On the negative side, he was criticized for his ruthless crackdown of the 1956 revolution in Hungary, despite the fact that he and Georgy Zhukov were pushing against intervention up until the declaration of withdrawal from the Warsaw Pact, and also for encouraging the East German authorities to set up the notorious Berlin Wall in August 1961. He also had very poor diplomatic skills, giving him the reputation of being a rude, uncivilized peasant in the West and as an irresponsible clown in his own country. He had also renewed persecutions against the Russian Orthodox Church, publicly promising that by 1980 "I will show you the last priest!" He also made unrealistic predictions on when the ideal communist society would emerge, predicting 1980. This is one of the factors that led his successors to add a new stage between socialism and communism, dubbed "developed socialism," which Soviet leaders predicted could go on for many years before an idyllic communist society could emerge.

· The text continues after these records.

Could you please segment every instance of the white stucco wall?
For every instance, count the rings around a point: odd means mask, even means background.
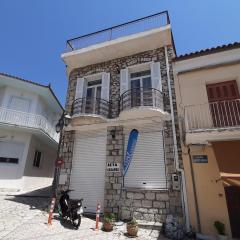
[[[5,94],[1,94],[1,89],[5,89]],[[9,86],[0,88],[0,106],[2,102],[2,107],[9,108],[12,97],[22,97],[29,100],[30,107],[28,112],[44,116],[54,126],[60,118],[60,114],[56,114],[39,95]]]
[[[40,167],[34,167],[35,151],[42,153]],[[27,161],[23,173],[23,190],[32,191],[51,186],[54,174],[54,163],[57,157],[56,149],[32,136]]]
[[[5,93],[5,87],[0,87],[0,107],[2,107],[4,93]]]
[[[0,188],[21,189],[23,187],[22,175],[24,172],[25,163],[28,155],[30,140],[31,140],[31,134],[29,133],[19,133],[14,130],[10,131],[10,130],[0,129],[1,142],[20,143],[24,146],[23,153],[21,158],[19,158],[18,164],[0,163]],[[10,149],[9,151],[14,151],[14,150]],[[0,156],[1,156],[1,153],[0,153]]]

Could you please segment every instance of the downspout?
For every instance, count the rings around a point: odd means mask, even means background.
[[[188,212],[188,199],[187,199],[187,190],[186,190],[186,179],[184,170],[180,168],[179,165],[179,158],[178,158],[178,147],[177,147],[177,137],[176,137],[176,127],[175,127],[175,118],[174,118],[174,109],[173,109],[173,99],[172,99],[172,88],[171,88],[171,77],[170,77],[170,67],[168,61],[168,51],[167,46],[164,47],[165,50],[165,61],[166,61],[166,68],[167,68],[167,80],[168,80],[168,91],[169,91],[169,98],[170,98],[170,109],[171,109],[171,118],[172,118],[172,131],[173,131],[173,147],[174,147],[174,159],[175,159],[175,167],[178,172],[181,173],[182,176],[182,206],[185,212],[185,223],[187,231],[190,230],[190,223],[189,223],[189,212]]]
[[[197,215],[197,230],[198,232],[202,231],[201,227],[201,221],[200,221],[200,213],[199,213],[199,206],[198,206],[198,199],[197,199],[197,190],[196,190],[196,181],[195,181],[195,175],[193,170],[193,163],[192,163],[192,155],[191,155],[191,149],[188,145],[188,156],[190,160],[190,169],[191,169],[191,175],[192,175],[192,183],[193,183],[193,194],[194,194],[194,201],[195,201],[195,208],[196,208],[196,215]]]

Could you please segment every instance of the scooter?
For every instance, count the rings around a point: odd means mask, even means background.
[[[61,191],[61,197],[58,203],[58,213],[61,220],[70,219],[72,225],[78,229],[83,215],[82,201],[80,200],[70,200],[68,193],[73,190]]]

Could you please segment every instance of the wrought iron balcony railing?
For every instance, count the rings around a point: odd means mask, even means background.
[[[72,104],[72,115],[96,114],[110,117],[110,103],[100,98],[78,98]]]
[[[185,107],[186,131],[240,127],[240,99]]]
[[[0,123],[38,129],[56,142],[59,141],[59,134],[56,133],[55,126],[41,115],[0,107]]]
[[[71,52],[77,49],[148,31],[151,29],[156,29],[168,24],[170,24],[168,12],[160,12],[98,32],[70,39],[67,41],[66,52]]]
[[[132,88],[122,94],[120,111],[141,106],[163,109],[162,92],[154,88]]]

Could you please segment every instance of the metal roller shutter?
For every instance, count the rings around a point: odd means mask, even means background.
[[[83,198],[85,212],[104,204],[106,132],[76,134],[70,180],[70,197]]]
[[[138,129],[139,135],[132,162],[124,179],[125,187],[166,189],[166,166],[163,131],[159,128]],[[128,136],[125,131],[125,152]]]

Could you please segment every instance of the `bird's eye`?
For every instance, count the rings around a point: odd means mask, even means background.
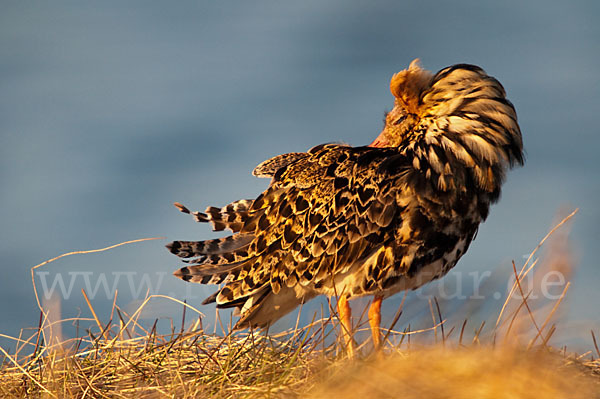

His methods of administration, although efficient, were also known to be erratic since they threatened to disband a large number of Stalinist-era agencies. He made a dangerous gamble in 1962, over Cuba, which almost made a Third World War inevitable. Agriculture barely kept up with population growth, as bad harvests mixed with good ones, culminating with a disastrous one in 1963 that was triggered by bad weather. All this damaged his prestige after 1962, and was enough for the Central Committee, Khrushchev's critical base for support, to take action against him. They used his right-hand man Leonid Brezhnev to lead the bloodless coup.
Due to the results of his policies, as well as the increasingly regressive attitudes of his successors, he became more popular after he gave up power, which led many dissidents to view his era with nostalgia as his successors began discrediting or slowing down his reforms.